Casting original, donc, mais qui ne vaut rien en comparaison de la trame principale, dont l’essentiel se déroule sur une île déserte à la Cast away, sur laquelle se retrouvent une trentaine de passagers rescapés d’un crash aérien, et où les noix de cocos et autres vagues de 130 mètres de haut sont remplacées par des rangées de palmiers qui s’effondrent de façon mystique, sous l’impulsion encore plus mystique d’une cohorte d’ours polaires et de sangliers cohabitant on ne sait trop comment par 40 degrés à l’ombre.

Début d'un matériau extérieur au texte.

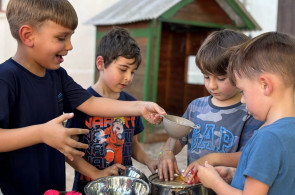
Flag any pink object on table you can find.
[44,190,59,195]
[66,191,82,195]
[44,190,82,195]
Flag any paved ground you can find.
[66,142,187,191]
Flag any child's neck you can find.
[211,93,242,107]
[92,81,120,100]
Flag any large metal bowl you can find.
[149,173,216,195]
[84,176,150,195]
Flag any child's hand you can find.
[215,166,236,184]
[140,102,166,124]
[146,160,158,173]
[40,113,89,161]
[94,164,126,179]
[198,161,224,189]
[158,150,181,181]
[182,161,200,183]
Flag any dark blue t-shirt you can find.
[67,87,144,193]
[0,59,91,195]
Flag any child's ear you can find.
[259,75,273,96]
[18,25,34,47]
[96,56,104,70]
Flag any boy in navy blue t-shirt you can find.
[198,32,295,195]
[0,0,165,195]
[67,27,157,193]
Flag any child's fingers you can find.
[67,128,89,135]
[53,113,74,123]
[59,146,84,161]
[115,164,126,170]
[66,138,89,149]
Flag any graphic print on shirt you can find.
[191,124,235,152]
[83,117,135,169]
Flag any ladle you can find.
[162,114,200,150]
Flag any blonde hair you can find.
[228,32,295,86]
[6,0,78,41]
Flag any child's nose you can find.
[209,79,217,89]
[125,73,132,82]
[65,41,73,51]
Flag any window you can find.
[186,56,204,85]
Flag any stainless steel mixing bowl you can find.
[84,176,150,195]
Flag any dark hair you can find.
[96,27,141,68]
[196,29,249,75]
[228,32,295,85]
[6,0,78,41]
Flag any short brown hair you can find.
[96,26,141,68]
[6,0,78,41]
[228,32,295,85]
[196,29,249,75]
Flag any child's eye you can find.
[57,37,66,41]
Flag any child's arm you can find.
[66,156,126,180]
[77,97,166,123]
[198,162,269,195]
[183,152,241,182]
[158,138,184,181]
[0,113,89,159]
[193,152,242,167]
[132,134,158,173]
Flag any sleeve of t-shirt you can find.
[134,116,144,135]
[0,79,15,128]
[179,103,192,145]
[238,115,264,151]
[243,132,284,186]
[66,110,86,128]
[59,68,91,112]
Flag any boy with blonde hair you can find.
[198,32,295,195]
[0,0,165,195]
[158,29,262,180]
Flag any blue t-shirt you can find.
[180,96,263,164]
[0,59,91,195]
[231,117,295,195]
[67,87,144,193]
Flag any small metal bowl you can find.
[84,176,150,195]
[121,166,149,183]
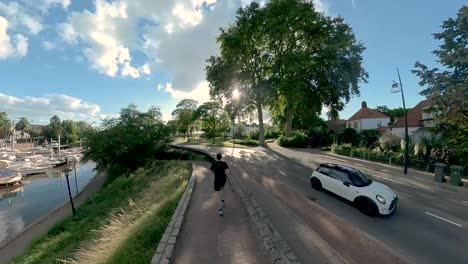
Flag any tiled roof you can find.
[392,99,432,128]
[348,102,390,121]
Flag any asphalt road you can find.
[183,145,468,264]
[266,145,468,264]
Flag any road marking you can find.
[426,212,463,227]
[373,175,405,185]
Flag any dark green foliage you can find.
[265,129,281,139]
[234,139,258,146]
[359,129,380,148]
[249,130,260,140]
[83,105,170,176]
[278,132,308,148]
[375,105,412,125]
[413,5,468,164]
[337,127,359,146]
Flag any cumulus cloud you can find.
[57,0,327,98]
[41,40,57,50]
[0,16,28,60]
[57,0,150,78]
[0,2,44,35]
[0,93,112,123]
[161,81,210,104]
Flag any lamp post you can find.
[65,168,76,215]
[392,68,409,174]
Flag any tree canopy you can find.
[83,105,170,175]
[206,0,367,144]
[413,6,468,162]
[375,105,412,125]
[172,99,198,139]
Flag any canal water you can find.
[0,162,96,244]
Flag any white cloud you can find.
[40,0,71,12]
[57,0,150,78]
[41,40,57,50]
[157,81,210,104]
[0,93,111,123]
[0,2,44,35]
[0,16,28,60]
[162,112,172,122]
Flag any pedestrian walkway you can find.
[174,163,270,264]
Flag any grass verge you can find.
[12,161,191,264]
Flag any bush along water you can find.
[278,132,308,148]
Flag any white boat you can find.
[0,184,23,200]
[7,161,53,175]
[0,170,23,186]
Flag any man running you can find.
[211,153,229,216]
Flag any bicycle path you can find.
[174,163,271,264]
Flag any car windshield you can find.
[349,171,372,187]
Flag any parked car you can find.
[310,163,398,215]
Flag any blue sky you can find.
[0,0,466,123]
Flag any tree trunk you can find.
[286,104,293,137]
[257,103,265,146]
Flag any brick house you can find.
[388,99,437,143]
[346,101,390,131]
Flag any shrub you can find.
[429,147,458,165]
[338,128,359,145]
[234,139,258,146]
[265,129,281,139]
[379,133,400,151]
[322,147,331,151]
[359,129,379,148]
[278,132,307,148]
[249,130,260,140]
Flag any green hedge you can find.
[234,139,258,146]
[278,132,307,148]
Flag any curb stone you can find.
[170,145,300,264]
[151,164,197,264]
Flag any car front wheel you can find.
[354,197,379,216]
[310,178,322,191]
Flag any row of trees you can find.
[168,99,230,142]
[206,0,368,145]
[0,112,93,143]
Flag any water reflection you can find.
[0,162,95,244]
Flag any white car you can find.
[310,163,398,215]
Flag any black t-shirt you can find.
[211,160,229,181]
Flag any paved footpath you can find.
[174,163,270,264]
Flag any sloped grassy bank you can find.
[12,161,192,264]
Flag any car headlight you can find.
[375,195,387,204]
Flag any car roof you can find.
[320,163,359,173]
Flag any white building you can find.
[346,101,390,131]
[389,99,436,143]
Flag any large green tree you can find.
[375,105,412,125]
[264,0,367,136]
[43,115,63,140]
[0,112,11,138]
[206,2,273,145]
[83,105,170,176]
[196,101,229,144]
[413,6,468,162]
[172,99,198,140]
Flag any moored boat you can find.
[0,170,23,186]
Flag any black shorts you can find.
[214,179,226,192]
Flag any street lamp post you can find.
[65,168,76,215]
[392,68,409,174]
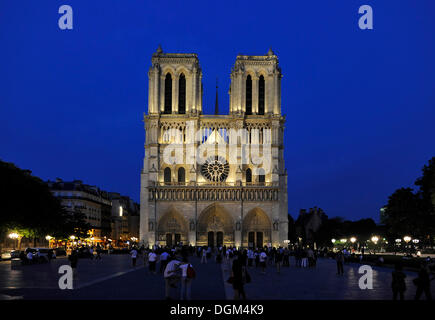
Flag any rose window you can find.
[201,156,230,182]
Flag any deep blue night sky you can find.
[0,0,435,221]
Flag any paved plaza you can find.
[0,255,435,300]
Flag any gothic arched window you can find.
[258,76,265,114]
[246,168,252,183]
[178,74,186,114]
[163,167,171,184]
[178,167,186,183]
[164,73,172,113]
[258,168,266,184]
[246,75,252,114]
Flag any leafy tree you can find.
[0,161,86,240]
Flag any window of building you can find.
[163,167,171,184]
[246,75,252,115]
[178,167,186,183]
[258,76,265,114]
[164,73,172,113]
[178,74,186,114]
[246,168,252,183]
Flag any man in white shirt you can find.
[148,251,157,274]
[160,251,169,273]
[260,250,267,273]
[130,248,137,267]
[180,257,193,300]
[163,259,181,300]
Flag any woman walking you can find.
[232,252,246,300]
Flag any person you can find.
[232,253,247,300]
[180,257,195,300]
[248,249,254,267]
[201,248,207,263]
[130,247,137,267]
[335,251,344,275]
[259,250,267,274]
[160,251,169,273]
[275,248,283,273]
[68,249,79,279]
[95,246,101,260]
[148,251,157,274]
[391,263,406,300]
[163,257,181,300]
[414,262,433,300]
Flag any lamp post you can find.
[8,232,20,250]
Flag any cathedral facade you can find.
[140,47,288,247]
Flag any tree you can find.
[0,160,79,240]
[381,157,435,243]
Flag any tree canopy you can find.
[0,160,89,238]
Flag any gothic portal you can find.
[140,47,288,247]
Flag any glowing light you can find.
[403,236,412,243]
[9,232,20,239]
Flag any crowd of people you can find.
[64,245,433,300]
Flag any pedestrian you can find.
[148,251,157,274]
[248,249,254,267]
[201,248,207,263]
[159,251,169,273]
[68,249,79,281]
[130,247,137,267]
[95,247,101,260]
[259,250,267,274]
[232,253,246,300]
[180,257,196,300]
[335,251,344,275]
[163,257,181,300]
[391,263,406,300]
[275,248,283,273]
[414,261,434,300]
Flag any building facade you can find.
[140,47,288,247]
[47,178,112,240]
[109,192,139,246]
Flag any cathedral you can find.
[140,46,288,248]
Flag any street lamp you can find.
[9,232,20,240]
[9,232,20,249]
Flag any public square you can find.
[0,255,435,300]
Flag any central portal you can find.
[197,204,234,247]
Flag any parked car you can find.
[1,250,21,260]
[26,248,53,262]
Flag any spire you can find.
[214,77,219,115]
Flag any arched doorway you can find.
[243,208,272,248]
[157,208,188,246]
[196,204,234,247]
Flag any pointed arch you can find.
[258,75,266,115]
[164,72,172,114]
[245,74,252,115]
[178,73,186,114]
[163,167,172,184]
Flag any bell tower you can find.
[230,48,282,116]
[148,46,202,115]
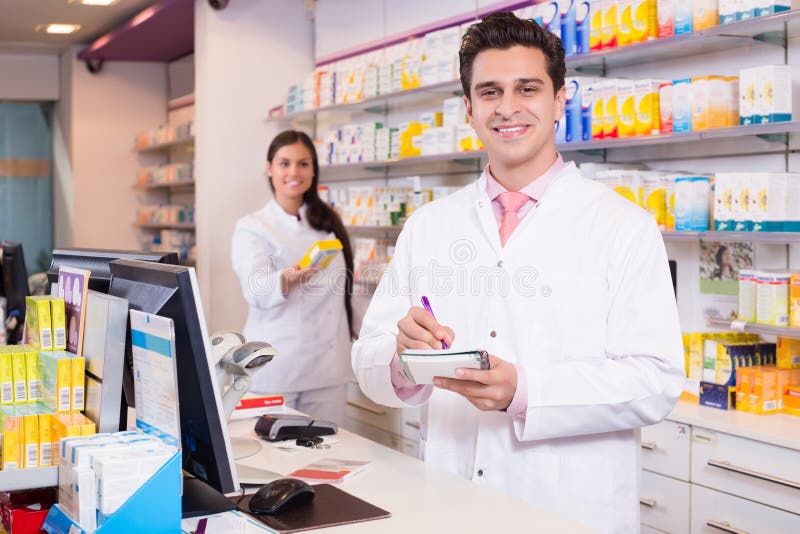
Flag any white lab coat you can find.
[353,163,684,533]
[231,200,352,394]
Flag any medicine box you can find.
[633,78,664,136]
[616,0,633,46]
[692,0,719,31]
[674,0,702,35]
[616,80,636,137]
[300,239,342,269]
[755,65,792,124]
[739,67,759,125]
[656,0,676,39]
[631,0,658,43]
[700,382,736,410]
[25,295,53,350]
[38,351,73,412]
[672,78,692,133]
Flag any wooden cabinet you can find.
[639,404,800,534]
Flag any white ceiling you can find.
[0,0,157,52]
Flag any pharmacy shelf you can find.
[708,319,800,340]
[558,121,800,153]
[267,10,800,123]
[661,232,800,245]
[134,223,195,230]
[267,80,464,124]
[133,181,194,191]
[567,11,800,74]
[667,401,800,450]
[345,225,403,238]
[134,137,194,154]
[320,121,800,182]
[0,466,58,491]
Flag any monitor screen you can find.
[0,241,30,345]
[109,260,238,515]
[47,248,178,293]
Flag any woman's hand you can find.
[281,263,320,296]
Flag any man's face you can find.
[465,46,566,166]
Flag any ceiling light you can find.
[36,24,81,34]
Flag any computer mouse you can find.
[250,478,314,515]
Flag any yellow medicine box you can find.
[22,414,39,469]
[70,356,86,412]
[39,413,54,467]
[39,350,73,412]
[25,350,42,401]
[11,350,28,403]
[0,354,14,404]
[0,414,22,471]
[300,239,342,269]
[25,296,53,350]
[775,337,800,369]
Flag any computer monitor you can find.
[47,248,178,293]
[0,241,30,345]
[109,260,239,517]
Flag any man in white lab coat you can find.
[353,13,683,532]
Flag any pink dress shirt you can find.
[390,154,566,419]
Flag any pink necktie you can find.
[497,191,531,246]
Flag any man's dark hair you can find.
[458,12,567,98]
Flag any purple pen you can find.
[420,295,447,350]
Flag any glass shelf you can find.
[133,137,194,154]
[661,232,800,245]
[134,223,195,230]
[267,10,800,123]
[320,121,800,181]
[708,319,800,339]
[267,80,464,124]
[0,466,58,491]
[133,181,194,191]
[567,11,800,72]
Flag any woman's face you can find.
[267,143,314,199]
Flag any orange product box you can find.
[775,369,792,410]
[783,386,800,415]
[736,367,755,412]
[789,273,800,326]
[750,367,778,414]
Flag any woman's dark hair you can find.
[458,12,567,99]
[267,130,356,337]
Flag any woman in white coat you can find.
[231,130,353,423]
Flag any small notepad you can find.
[400,349,489,384]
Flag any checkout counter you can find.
[183,419,595,534]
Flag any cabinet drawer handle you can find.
[706,519,748,534]
[639,497,656,508]
[708,460,800,490]
[347,401,386,415]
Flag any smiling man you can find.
[353,13,683,533]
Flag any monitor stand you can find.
[181,476,236,519]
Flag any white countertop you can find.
[223,419,594,534]
[667,402,800,451]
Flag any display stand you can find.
[42,451,181,534]
[42,310,184,534]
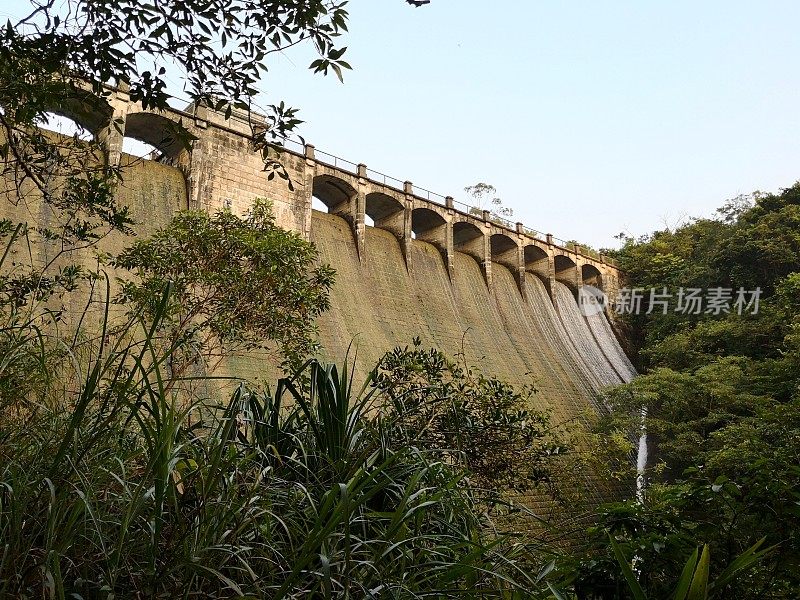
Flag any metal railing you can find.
[412,184,447,206]
[314,149,358,174]
[276,139,617,267]
[367,167,403,190]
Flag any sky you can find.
[6,0,800,248]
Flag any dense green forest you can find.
[556,185,800,598]
[0,0,800,600]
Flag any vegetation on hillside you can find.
[552,184,800,599]
[0,0,800,600]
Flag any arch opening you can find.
[411,208,447,248]
[581,264,603,290]
[364,192,405,238]
[522,244,550,281]
[553,254,581,290]
[311,175,356,213]
[122,112,194,160]
[39,112,94,142]
[489,233,519,272]
[38,84,114,139]
[453,221,486,263]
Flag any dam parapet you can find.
[37,81,620,299]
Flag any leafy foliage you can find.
[565,185,800,598]
[114,200,334,370]
[374,339,567,491]
[0,293,564,598]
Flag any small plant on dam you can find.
[114,200,334,372]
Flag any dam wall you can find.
[311,211,622,422]
[3,89,635,421]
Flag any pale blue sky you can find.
[6,0,800,246]
[260,0,800,246]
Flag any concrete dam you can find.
[6,83,635,422]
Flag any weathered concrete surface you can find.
[311,211,619,421]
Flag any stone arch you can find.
[411,207,447,240]
[364,192,405,239]
[311,175,356,214]
[45,84,114,137]
[523,244,550,282]
[453,221,486,264]
[581,263,603,290]
[125,112,194,158]
[554,254,581,290]
[489,233,519,273]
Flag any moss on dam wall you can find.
[311,212,619,421]
[2,150,624,422]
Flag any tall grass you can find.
[0,290,538,598]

Evidemment, au milieu de cette faune et flore si hostile, les producteurs ont jugé bon de placer un médecin d’une extrême beaugossitude, l’ex womanizer Charlie Salinger de Party of Five, qui dès le premier épisode : 1) extrait miraculeusement un pablito de la carcasse d’avion fumante ; 2) entraîne une femme enceinte dans un vol plané heureusement amorti par le bébé ; 3) se fait recoudre une entaille de 50 centimètres de long par une ex-taularde à l’aide d’un kit de couture et, fin du fin, 4) envisage une trachéotomie avec une poignée de stylos bic.

Derrière un scénario à mi-chemin entre koh-lanta et les chefs d’oeuvre du cinéma insulaire, Lost impressionne surtout par son message subtil de fraternité inter-ethnique subrepticement matérialisé par l’entente cordiale d’un soldat de la garde républicaine irakienne (on sait où ils ont fui, maintenant) et de son alter-égo ricain vétéran de la guerre du golfe.

Discours humaniste, corps en décomposition sans bodybags adéquats, présence affolante d’un grand nombre de bonnasses, population tex-mex aux cheveux suffisamment gras, Lost cumule les effets de style susceptibles de plaire aux nombreux lecteurs de chafouin.com, malgré une représentante asiatique qui décevra les sino-libertins les plus pervers.